The demo features a tight character controller and dynamic moveset, custom made and performant shaders as well as a unique system that makes it possible to clear the environment and in exchange grow foliage.
In addition to the concept, assets and worldbuilding, I also built an adaptive soundtrack that adapts to both the environment itself and the cleanliness of the environment. I used garageband to create melodies for each instrument and FMOD to make each individual instrument (and ambient noise) fade in or out based on various factors. It was important to me that the sound and UI adapt to the whole concept and are polished as well as possible within the 5 months development time.
When I first started the project, I knew in which direction I wanted to go and played around with various concepts.
Since my focus was on technical art, I played around with a custom plant generator, that would use Unreal Engine's Data Tables and Structs to randomly* generate a stem, a random* amount of branches, plants and of course different meshes. While it was quite fun, the performance wasn't optimal and adding skeletal meshes for animation was overkill. So I turned to VATs.
*seemingly. Each variable had a set probability to spawn each different mesh.

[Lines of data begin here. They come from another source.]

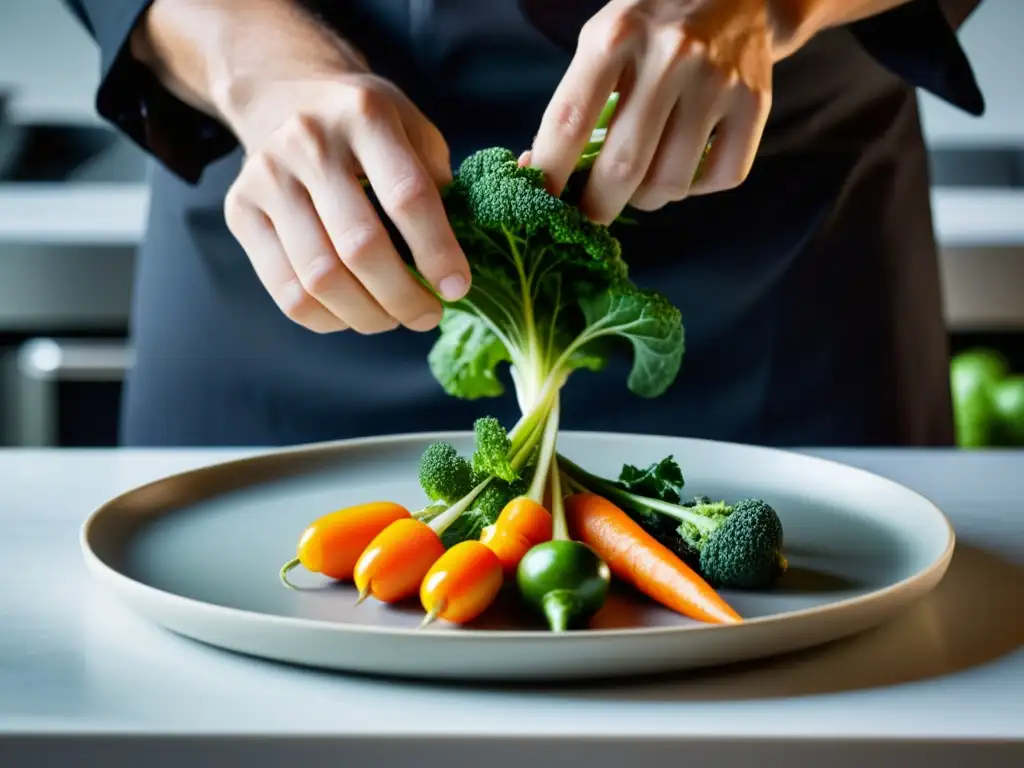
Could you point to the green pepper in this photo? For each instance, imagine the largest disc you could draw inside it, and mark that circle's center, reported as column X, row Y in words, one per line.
column 1008, row 409
column 565, row 581
column 973, row 374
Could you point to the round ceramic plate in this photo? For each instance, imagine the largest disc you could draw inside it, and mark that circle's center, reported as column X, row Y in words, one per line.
column 199, row 553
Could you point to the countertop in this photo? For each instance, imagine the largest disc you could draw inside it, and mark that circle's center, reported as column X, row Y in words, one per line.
column 83, row 681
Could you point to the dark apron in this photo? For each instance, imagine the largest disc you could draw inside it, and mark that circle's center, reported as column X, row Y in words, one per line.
column 810, row 295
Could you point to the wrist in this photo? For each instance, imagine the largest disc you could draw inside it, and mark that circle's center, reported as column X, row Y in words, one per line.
column 793, row 24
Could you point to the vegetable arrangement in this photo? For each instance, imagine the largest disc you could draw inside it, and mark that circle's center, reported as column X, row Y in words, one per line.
column 550, row 297
column 988, row 400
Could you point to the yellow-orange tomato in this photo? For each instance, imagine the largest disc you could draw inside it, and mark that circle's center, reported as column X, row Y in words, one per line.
column 333, row 544
column 462, row 584
column 392, row 566
column 508, row 545
column 527, row 518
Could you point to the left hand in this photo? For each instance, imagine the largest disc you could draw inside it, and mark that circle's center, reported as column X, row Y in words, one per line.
column 683, row 70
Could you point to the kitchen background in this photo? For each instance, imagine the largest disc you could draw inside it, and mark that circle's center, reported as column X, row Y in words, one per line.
column 73, row 204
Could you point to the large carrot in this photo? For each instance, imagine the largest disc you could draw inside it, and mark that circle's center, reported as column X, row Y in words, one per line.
column 639, row 559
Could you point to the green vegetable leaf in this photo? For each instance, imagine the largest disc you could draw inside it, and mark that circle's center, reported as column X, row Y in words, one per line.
column 466, row 355
column 663, row 480
column 649, row 323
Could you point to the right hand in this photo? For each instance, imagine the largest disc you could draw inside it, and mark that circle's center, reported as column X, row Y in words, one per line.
column 302, row 216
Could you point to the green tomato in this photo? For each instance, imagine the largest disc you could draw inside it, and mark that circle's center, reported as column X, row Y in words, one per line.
column 567, row 582
column 1008, row 409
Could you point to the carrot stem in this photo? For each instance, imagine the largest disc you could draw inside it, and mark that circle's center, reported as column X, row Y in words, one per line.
column 559, row 527
column 548, row 441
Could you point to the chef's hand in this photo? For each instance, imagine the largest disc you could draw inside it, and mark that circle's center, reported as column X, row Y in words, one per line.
column 683, row 69
column 312, row 119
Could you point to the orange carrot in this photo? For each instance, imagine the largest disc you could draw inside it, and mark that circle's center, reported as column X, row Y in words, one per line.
column 642, row 561
column 332, row 545
column 462, row 584
column 391, row 568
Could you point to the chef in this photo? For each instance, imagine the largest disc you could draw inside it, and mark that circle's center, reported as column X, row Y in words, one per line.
column 271, row 306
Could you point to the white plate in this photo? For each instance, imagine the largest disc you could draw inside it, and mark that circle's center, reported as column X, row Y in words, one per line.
column 199, row 553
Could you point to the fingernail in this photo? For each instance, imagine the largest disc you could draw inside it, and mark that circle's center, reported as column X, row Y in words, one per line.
column 453, row 288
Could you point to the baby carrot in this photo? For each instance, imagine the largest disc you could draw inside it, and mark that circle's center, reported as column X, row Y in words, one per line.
column 462, row 584
column 332, row 544
column 393, row 565
column 642, row 561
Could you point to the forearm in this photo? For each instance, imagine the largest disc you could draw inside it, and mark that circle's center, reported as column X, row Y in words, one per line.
column 216, row 54
column 796, row 22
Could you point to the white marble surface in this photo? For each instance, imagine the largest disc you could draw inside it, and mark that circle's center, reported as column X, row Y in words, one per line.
column 83, row 679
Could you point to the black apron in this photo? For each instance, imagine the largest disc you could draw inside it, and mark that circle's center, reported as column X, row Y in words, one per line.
column 810, row 294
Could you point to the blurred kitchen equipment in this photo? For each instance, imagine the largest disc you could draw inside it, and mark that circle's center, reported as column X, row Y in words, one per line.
column 64, row 392
column 11, row 134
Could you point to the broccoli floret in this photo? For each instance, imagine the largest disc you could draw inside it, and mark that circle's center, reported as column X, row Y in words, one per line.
column 734, row 546
column 483, row 511
column 444, row 475
column 493, row 448
column 743, row 548
column 739, row 545
column 549, row 291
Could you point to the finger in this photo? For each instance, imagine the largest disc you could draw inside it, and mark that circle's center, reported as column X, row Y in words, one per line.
column 736, row 139
column 361, row 244
column 325, row 267
column 426, row 140
column 631, row 142
column 412, row 200
column 682, row 144
column 578, row 101
column 258, row 238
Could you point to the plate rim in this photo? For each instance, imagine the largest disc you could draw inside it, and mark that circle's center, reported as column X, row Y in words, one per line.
column 122, row 582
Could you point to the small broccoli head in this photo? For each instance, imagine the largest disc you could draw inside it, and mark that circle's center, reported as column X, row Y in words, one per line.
column 483, row 512
column 444, row 475
column 744, row 550
column 492, row 452
column 493, row 193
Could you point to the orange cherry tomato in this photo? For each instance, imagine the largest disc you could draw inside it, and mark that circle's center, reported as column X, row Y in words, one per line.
column 392, row 566
column 527, row 518
column 332, row 544
column 462, row 584
column 508, row 545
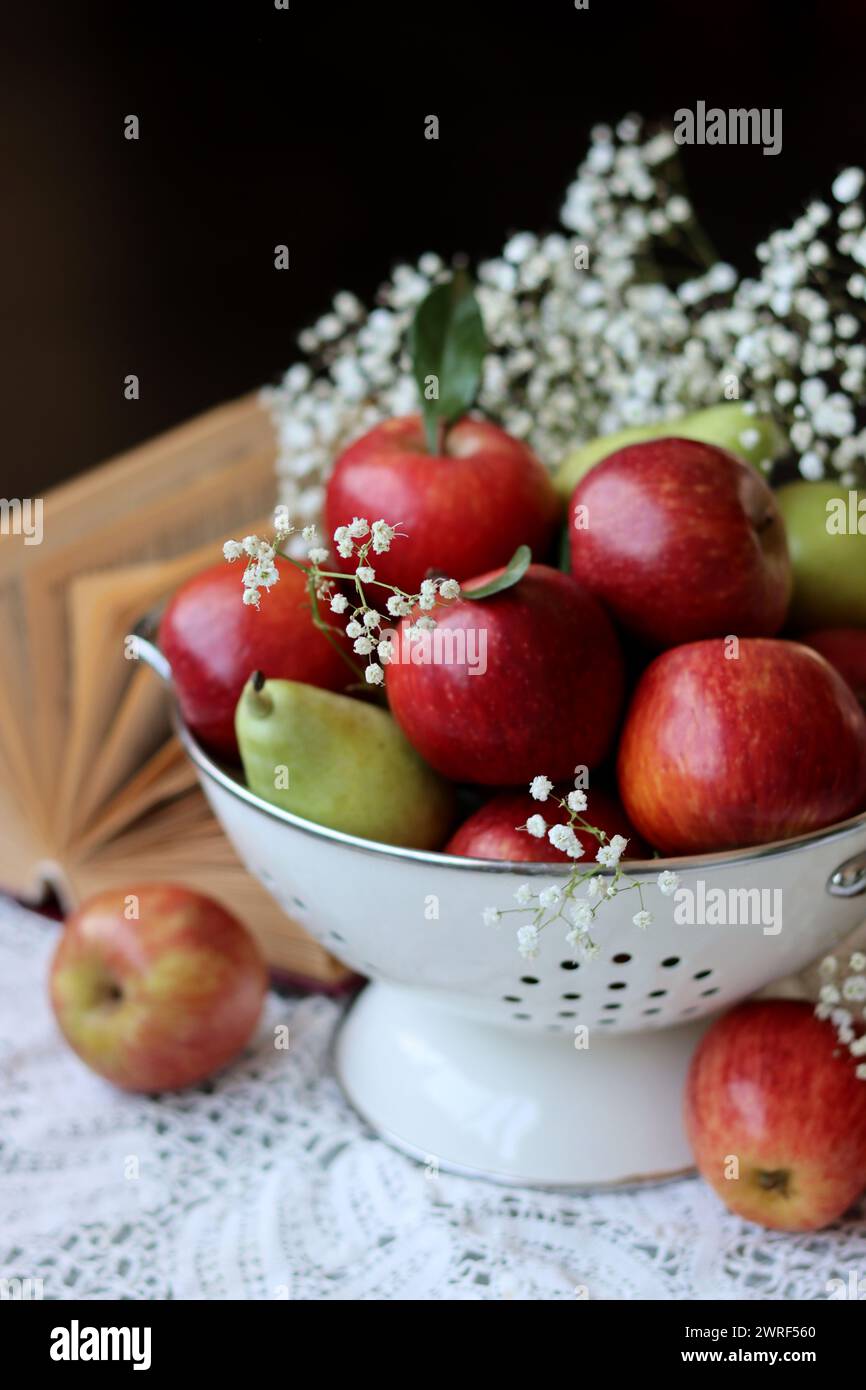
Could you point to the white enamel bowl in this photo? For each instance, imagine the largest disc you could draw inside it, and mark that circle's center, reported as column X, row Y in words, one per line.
column 463, row 1054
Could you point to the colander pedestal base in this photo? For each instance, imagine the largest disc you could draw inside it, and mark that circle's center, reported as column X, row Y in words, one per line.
column 516, row 1105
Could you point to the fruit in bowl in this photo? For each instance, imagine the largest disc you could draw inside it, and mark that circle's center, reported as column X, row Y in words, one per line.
column 681, row 541
column 339, row 762
column 730, row 744
column 463, row 509
column 748, row 434
column 826, row 527
column 776, row 1116
column 213, row 642
column 156, row 987
column 492, row 831
column 844, row 648
column 505, row 687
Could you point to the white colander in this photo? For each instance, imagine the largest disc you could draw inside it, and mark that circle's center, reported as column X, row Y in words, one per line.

Vertex Animation Textures use rows and columns to display each vertex and its x, y and z coordinates. In the material editor I used this texture to create a shader that simulates custom animations. That worked but after implementing the first few VATs I realized that it was impossible to create, implement and polish like 20 more foliage assets. In the end, players might not even notice such a small detail- but I do have to say that I learned a lot.
The final demo used basic textures meshes and a world offset to simulate wind and a little bit of wiggle when the player moves through. It is the most performant, efficient and logical solution considering I only had 5 months to develop the demo.